Первый арест. Возвращение в Бухарест - [73]

Шрифт
Интервал

— Мы не попадем в историю, — повторил он. — Мы должны попасть к утру в Бухарест.

«Вот какой он, этот майор», — подумал я. Теперь он мне совсем не казался смешным.

— Ладно, поехали, — сказал Кротов.

Машина сразу тронулась с места и с потушенными фарами медленно двинулась вдоль тесного строя деревьев. Вскоре водитель прибавил газ, но света больше не зажигал. Когда глаза стали привыкать к темноте, дорога сузилась и над нами повисло что-то темное, рваное, как космы сказочных лесных чудовищ. Небо с тусклыми звездами, мерцающими среди жидких облаков, исчезло, и нас окружала теперь плотная, как бы подземная тьма. Она укрывала нас, но она же могла нас подвести: за каждым еле различимым пнем мог притаиться враг. Я не знаю, что думали другие, когда мы так двигались по лесу и слушали, не раздастся ли выстрел из чащи, но я старался ни о чем не думать, и это мне не удавалось, мысли мои перескакивали с предмета на предмет, и я сидел затаив дыхание и готов был молиться богу, в которого никогда не верил: «Помоги нам! С нами ничего не должно случиться этой ночью! Мы должны попасть в Бухарест!»

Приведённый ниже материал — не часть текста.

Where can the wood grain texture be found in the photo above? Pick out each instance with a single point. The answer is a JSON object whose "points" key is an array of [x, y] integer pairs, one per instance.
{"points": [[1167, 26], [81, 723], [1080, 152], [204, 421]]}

Так мы двигались с потушенными фарами довольно долго, и вокруг нас был громадный лес, была черная, угольная ночь и были таинственные, тревожные звуки шагающей где-то в кустах опасности. Два раза начиналась стрельба все еще далеко от дороги — резкий сверлящий стрекот автоматов, а когда мы наконец выбрались из леса, в радостном свете вновь вспыхнувших фар заметалась вдруг темная, похожая на огромную летучую мышь тень человека.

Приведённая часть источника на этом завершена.